Sano Sansar Initiative
- Logo of Sano Sansar Initiative
- Abbreviation: SSI
- Formation: February 2006; 20 years ago
- Type: Non-Profit, Children, and Youth
- Headquarters: Kathmandu
- President: Sagar Aryal Nepal
- Website: www.sanosansar.org

= Sano Sansar Initiative =

Sano Sansar Initiative is a global youth-led non-profit organization and a platform for children and youth which was founded in February 2006 by Sagar Aryal in Nepal, to promote environment conservation, advocate children and youth on climate change, sustainable development, Rural Health and Education in the poverty prone 21st Century.

==Background==
The founder of Sano Sansar Initiative was 10 years old when all this began. With encouragement from friends, family and his school, Sano Sansar Initiative soon became one of the active children led non-profit initiative for children and youth in Nepal. Originally, Sano Sansar Initiative was known as Sano Sansar Readers' Club, whose main aim was to deliver quality education to every child and support children and youth for better education through different aspects of the life. However, growing network of children and youth made the organization a non-profit initiative.

Some of the remarkable events of Sano Sansar Initiative are Little Doctors' Program (an advocacy program which allowed children, come together to discuss and learn about First Aid, Ayurvedic medicine and primary health issues) organized in February/March 2008, where president of Nepal Dr. Ram Baran Yadav invited the participants for inauguration in his presidential office.

Alongside this, The Education support program of Sano Sansar Initiative has been a successful program which has been able to support schools in rural places including Humla, remote North west corner of Nepal with educational materials to create an education resource centre in community school for students and play an important role in promoting right to education in rural Nepal.

Since 2013, Sano Sansar Initiative started a youth leadership program relating debating, Through Kathmandu Debates Sano Sansar Initiative introduced the Karl Popper Debating Championship Format in the general public for the first time in Nepal. Moreover, the Debate Educational Tracks, before the debate tournament has encouraged students and high school youth towards positive attitude towards debating.
Recently, this organization has organised environmental song competition for the first time in Nepal.
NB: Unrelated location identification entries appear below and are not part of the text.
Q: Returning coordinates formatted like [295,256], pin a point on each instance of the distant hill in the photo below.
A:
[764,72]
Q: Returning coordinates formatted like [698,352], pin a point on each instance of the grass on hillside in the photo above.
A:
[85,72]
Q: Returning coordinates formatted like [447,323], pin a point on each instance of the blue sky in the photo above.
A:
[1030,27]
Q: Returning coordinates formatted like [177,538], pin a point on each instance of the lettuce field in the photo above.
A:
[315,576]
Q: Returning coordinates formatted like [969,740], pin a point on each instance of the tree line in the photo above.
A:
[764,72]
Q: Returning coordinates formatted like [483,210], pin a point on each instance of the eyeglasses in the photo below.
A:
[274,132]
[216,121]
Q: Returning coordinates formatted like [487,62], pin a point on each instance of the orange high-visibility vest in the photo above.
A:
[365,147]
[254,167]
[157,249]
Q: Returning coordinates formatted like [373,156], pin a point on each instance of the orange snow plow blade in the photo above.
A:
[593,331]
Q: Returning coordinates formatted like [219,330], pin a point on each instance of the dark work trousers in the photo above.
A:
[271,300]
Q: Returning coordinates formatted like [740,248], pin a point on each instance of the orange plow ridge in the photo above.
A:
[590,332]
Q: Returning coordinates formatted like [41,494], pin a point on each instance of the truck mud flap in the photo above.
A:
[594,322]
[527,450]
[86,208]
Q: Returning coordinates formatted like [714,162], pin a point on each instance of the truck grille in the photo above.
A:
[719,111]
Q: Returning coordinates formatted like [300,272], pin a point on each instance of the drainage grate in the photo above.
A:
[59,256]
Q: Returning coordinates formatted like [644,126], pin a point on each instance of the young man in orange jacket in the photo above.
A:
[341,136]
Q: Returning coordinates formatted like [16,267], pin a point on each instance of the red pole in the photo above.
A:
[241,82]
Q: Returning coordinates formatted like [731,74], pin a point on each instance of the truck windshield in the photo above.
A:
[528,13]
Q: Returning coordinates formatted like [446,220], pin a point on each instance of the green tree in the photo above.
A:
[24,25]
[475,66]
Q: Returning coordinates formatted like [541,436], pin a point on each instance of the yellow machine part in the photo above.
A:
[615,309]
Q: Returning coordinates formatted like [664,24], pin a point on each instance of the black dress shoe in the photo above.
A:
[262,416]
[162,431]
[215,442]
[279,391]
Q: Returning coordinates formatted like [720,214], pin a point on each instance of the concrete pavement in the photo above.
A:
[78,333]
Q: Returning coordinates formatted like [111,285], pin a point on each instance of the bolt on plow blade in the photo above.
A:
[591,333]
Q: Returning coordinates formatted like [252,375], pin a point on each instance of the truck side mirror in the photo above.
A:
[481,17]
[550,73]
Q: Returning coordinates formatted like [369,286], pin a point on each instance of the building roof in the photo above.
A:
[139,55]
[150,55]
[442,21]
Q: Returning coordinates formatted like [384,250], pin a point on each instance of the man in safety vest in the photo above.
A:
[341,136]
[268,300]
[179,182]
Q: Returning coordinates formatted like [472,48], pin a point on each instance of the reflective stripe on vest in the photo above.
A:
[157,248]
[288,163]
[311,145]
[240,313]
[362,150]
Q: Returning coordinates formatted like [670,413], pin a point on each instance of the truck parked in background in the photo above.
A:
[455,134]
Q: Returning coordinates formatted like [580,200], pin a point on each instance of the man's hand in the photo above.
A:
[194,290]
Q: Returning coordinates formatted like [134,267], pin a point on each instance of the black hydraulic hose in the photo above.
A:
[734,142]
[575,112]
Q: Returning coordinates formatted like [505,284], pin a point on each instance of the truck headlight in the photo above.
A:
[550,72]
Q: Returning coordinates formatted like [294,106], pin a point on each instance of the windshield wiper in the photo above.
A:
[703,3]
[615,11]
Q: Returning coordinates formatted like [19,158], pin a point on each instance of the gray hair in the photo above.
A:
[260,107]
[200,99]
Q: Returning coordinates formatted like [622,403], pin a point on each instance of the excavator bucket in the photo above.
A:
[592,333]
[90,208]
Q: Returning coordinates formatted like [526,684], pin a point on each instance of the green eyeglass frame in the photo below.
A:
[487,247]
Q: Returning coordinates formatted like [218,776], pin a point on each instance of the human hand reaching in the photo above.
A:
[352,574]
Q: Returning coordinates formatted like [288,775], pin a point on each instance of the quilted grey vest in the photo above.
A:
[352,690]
About 30 high schools and independent groups participated in this event. This program has contributed a lot in the long-term goal of creating a sustainable lifestyles through the means of song that is approachable to all people in the country.

Sano Sansar Initiative has spread in several countries of Asia, Europe and America through its partners and focal persons.

Sano Sansar Initiative is accredited in the United Nations Civil Society network, United Nations Global Compact and United Nations Environment Programme.